Neither query and constraint systems would guarantee the order in which the scan
would run or even how many times it would run. Since the result of m/app find-latest-data
relies on processing the entire set of data, I got concerned.
I'll play around to see if I can get your example to compile by moving around the guards. Thanks a bunch for your help
Sorry about this bug. guard
kind of sucks in this regard because it depends on variables being bound and, to your point, Meander doesn’t have a declared evaluation model which results in bugs like this one. This is going to change in zeta
where the model will always have the semantic left to right, top to bottom.
Even still, I’m looking at this again and am realizing its the wrong approach anyway.
Without seeing a bit more of what sort of transformation you are doing in context, I can't be sure. But I would suggest trying things out, seeing how they work and if you find something you are not expected, we can definitely look at it. meander is kind like a query system and kind of like a constraint system. But for the most part, you shouldn't be worried about ordering and things like that.
But this will be slow.
That could work. But I feel like it would be rather slow right? I think the optimal solution would basically be a reduction. But also it seems that they want more than one if they are tied for minimal.

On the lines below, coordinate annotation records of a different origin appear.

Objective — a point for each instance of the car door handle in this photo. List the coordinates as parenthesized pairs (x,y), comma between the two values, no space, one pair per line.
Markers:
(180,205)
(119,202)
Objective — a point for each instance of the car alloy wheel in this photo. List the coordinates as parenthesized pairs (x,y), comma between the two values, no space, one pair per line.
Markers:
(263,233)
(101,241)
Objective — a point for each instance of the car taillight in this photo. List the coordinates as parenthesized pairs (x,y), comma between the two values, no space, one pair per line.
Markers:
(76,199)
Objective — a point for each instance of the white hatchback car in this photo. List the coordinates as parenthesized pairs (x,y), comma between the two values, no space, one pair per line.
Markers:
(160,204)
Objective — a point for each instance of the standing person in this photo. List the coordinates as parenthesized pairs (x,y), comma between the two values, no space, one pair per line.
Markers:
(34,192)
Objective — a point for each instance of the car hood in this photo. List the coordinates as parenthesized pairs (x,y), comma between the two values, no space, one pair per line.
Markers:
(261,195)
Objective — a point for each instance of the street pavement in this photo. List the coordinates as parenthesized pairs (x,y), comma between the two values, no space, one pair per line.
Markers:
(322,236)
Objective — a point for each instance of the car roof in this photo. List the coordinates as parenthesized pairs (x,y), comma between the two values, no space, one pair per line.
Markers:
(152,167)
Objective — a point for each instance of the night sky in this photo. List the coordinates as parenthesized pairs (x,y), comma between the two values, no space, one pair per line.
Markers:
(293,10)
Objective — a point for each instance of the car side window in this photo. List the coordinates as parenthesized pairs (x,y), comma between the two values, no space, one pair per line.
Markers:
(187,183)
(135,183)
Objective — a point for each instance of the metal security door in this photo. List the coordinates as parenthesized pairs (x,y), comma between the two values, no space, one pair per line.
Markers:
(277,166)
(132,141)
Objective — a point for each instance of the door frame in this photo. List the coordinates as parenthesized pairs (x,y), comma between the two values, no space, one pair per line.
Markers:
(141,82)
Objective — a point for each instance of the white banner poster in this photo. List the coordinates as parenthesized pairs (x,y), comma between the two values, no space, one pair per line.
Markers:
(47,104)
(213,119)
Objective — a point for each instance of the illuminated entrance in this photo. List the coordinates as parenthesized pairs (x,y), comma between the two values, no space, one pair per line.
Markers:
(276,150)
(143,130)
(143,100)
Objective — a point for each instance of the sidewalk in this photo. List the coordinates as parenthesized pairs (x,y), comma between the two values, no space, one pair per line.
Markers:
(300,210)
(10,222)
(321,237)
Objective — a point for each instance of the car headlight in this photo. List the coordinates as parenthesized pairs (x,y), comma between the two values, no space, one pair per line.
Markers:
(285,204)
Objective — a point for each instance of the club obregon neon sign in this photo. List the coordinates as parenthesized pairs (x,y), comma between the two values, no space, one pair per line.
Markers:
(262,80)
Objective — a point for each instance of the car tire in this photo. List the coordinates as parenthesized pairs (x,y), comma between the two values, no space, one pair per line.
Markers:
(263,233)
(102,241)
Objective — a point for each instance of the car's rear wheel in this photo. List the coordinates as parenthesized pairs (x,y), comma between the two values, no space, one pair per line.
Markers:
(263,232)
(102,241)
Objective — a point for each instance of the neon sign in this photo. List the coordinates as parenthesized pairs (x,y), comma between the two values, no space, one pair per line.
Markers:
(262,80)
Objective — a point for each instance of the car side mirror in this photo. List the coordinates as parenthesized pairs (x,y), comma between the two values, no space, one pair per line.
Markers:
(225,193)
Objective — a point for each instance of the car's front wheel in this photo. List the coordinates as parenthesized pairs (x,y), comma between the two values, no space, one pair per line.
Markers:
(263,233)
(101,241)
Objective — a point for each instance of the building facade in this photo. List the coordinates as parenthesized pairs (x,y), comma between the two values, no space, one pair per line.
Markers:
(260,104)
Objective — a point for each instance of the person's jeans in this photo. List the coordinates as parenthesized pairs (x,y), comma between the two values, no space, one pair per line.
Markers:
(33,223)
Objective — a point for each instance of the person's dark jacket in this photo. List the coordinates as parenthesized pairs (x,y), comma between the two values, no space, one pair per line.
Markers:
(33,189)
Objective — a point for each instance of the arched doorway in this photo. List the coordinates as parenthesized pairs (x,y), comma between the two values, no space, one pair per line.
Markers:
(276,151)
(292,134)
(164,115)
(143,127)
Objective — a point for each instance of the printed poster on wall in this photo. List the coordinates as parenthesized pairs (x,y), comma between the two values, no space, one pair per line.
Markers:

Yeah. It will be slow for sure.
But if the number of items is small it won’t be too big a deal.
We need max
etc.
Yeah definitely. I think reducing with cata and building up the min elements would make sense.
Slow isn't much of an issue initially. Under our initial rollout, multiple versions of maps is only a theoretical possibility but not likely. We'll see more versions of maps over the course of weeks.
btw, I'm curious about "slow" - Is this issue about algorithmic complexity or object generation overhead? I ask because this pattern is matching against data that is pulled from a firestore database. So, meander only needs to be faster than that IO
Yeah I was meaning algorithmic complexity. You can do the operation in linear time if you do a reduction.
Or n log n time if you just sort your collection.
Sorting the collection would be easy, of course. How would meander know to take advantage of an early exit from its looping?
Or, is that part of the enhancement you were talking about?
If the array was sorted you would just write a match that would take from the front until something changed. There would be no way for us to know that in general for that sort of match, but you wouldn't have to write match like that because you know it is sorted.
This "time-based" join is part of a larger pattern. Of course, I could break up each join into its own match if necessary.
It would be awesome to have something conceptually like clojure's reduce functionality with its "reduced" feature
https://cljdoc.org/d/meander/epsilon/0.0.378/doc/cookbook#recursion-reduction-and-aggregation
Oh, that's awesome. I didn't really understand the problem that cata was solving until that example
how do recursive patterns work?
We can talk about recursive patterns. But that is failing because your pattern says that enabled should be true and you want that to repeat. If instead you wanted to filter for only the true ones you can use gather. (on my phone so can't give an example right now)
ah i didn't see gather, i'll check the source
(e/gather {:enabled? true :thingid !things} ...)
works, thanks!
Essentially, gather
is just
(seqable (or <pattern> _))
which is short hand for
(or [(or <pattern> _) ...] ((or <pattern> _) ...))
and is primarily useful in instances like these.